To overcome the lack of physical sensation, haptic vests, gloves, and full-body suits are being developed. These systems can simulate the recoil of a weapon, the vibration of a vehicle, or the impact of a blast. Combined with scent generators (e.g., smoke, fuel, blood), these systems approach full immersion. While still experimental, the Defense Advanced Research Projects Agency (DARPA) WARpV program aims to make portable haptic training suits available to units by 2027.

Cross-Domain and Joint Simulation

Future conflicts will be multidomain—land, air, sea, space, and cyberspace. The Guard must train with other services and civilian agencies. The Joint Simulation Environment (JSE) is a Navy-led platform that allows F-35 pilots and Navy SEALs to train together virtually. Expanding this to include Guard ground units and state emergency services would enable realistic whole-of-government exercises. The National Guard Bureau is exploring a cloud-based joint simulation portal that could connect all 54 states and territories.

Mobile and Deployable Training Kits

The future is mobile. Containerized simulation labs that can be airlifted to armories or deployed overseas are being developed. The Army Rapid Capabilities and Critical Technologies Office (RCCTO) is building a flyaway VR kit that fits in two Pelican cases and can set up in 30 minutes. This would allow Guard units to train en route to a mobilization site or in remote locations. Initial operational capability is expected in 2025.

Integration with Operational Systems

The line between training and operations will blur. The same simulator used for mission rehearsal can be connected to real command-and-control systems.
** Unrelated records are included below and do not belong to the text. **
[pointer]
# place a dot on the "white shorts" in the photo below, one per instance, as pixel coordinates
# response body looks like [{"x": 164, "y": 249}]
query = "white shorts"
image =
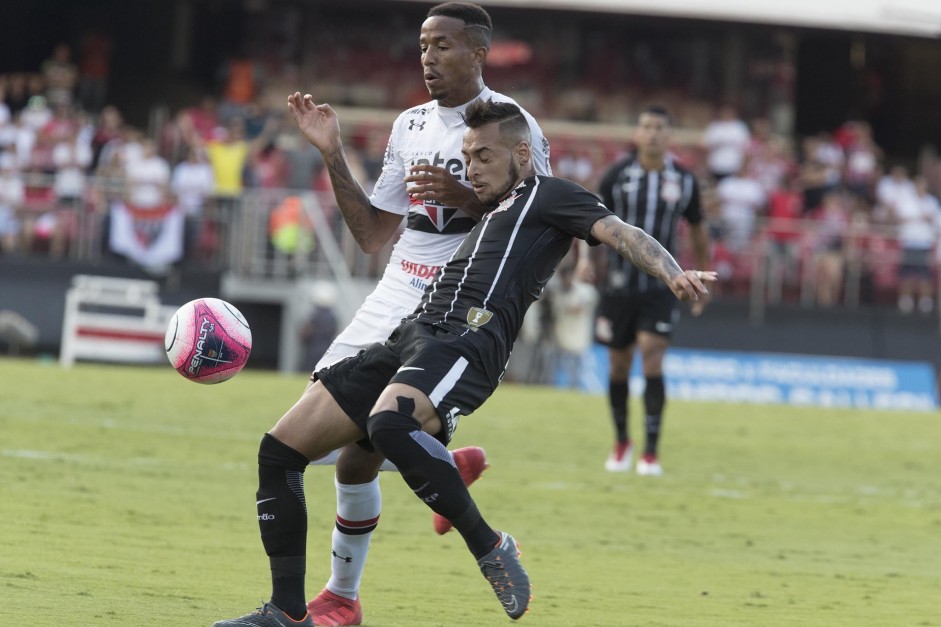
[{"x": 376, "y": 318}]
For example, a Guard brigade’s simulation can accept live feeds from satellite imagery and enemy contacts, turning a training scenario into a real planning tool. This concept, known as “continuous training,” means that units can train on real-world data before executing actual missions. Pilot programs in the North Carolina Guard already use this approach for hurricane response.

Conclusion: Simulation as a Force Multiplier for the National Guard

Simulation technologies have proven themselves not as a replacement for field training, but as a force multiplier that enhances readiness, reduces cost, and saves lives. The National Guard’s unique part-time structure and dual-state/federal mission demand flexible, scalable training solutions. VR, AR, constructive simulations, and LVC integration are already delivering measurable improvements in tactical proficiency, staff coordination, and disaster response.

Challenges in equipment cost, instructor expertise, and cybersickness remain, but ongoing military investments and technological advances promise to lower barriers. As AI, haptics, and joint simulation evolve, the Guard will be able to train for any mission, anywhere, at any time—even from home armories. The partnerships between state guards, universities, and industry (such as the collaboration between the University at Albany and New York Guard) are models for future innovation.

Sustaining this momentum requires continued funding, updated training doctrine, and a commitment to evaluating simulation effectiveness with rigorous metrics. For the National Guard, simulation is not just a tool—it is a strategic imperative to maintain an agile, ready force in an era of constrained resources and complex threats. By embracing these technologies thoughtfully and persistently, the Guard ensures that its soldiers and airmen are prepared for whatever comes next.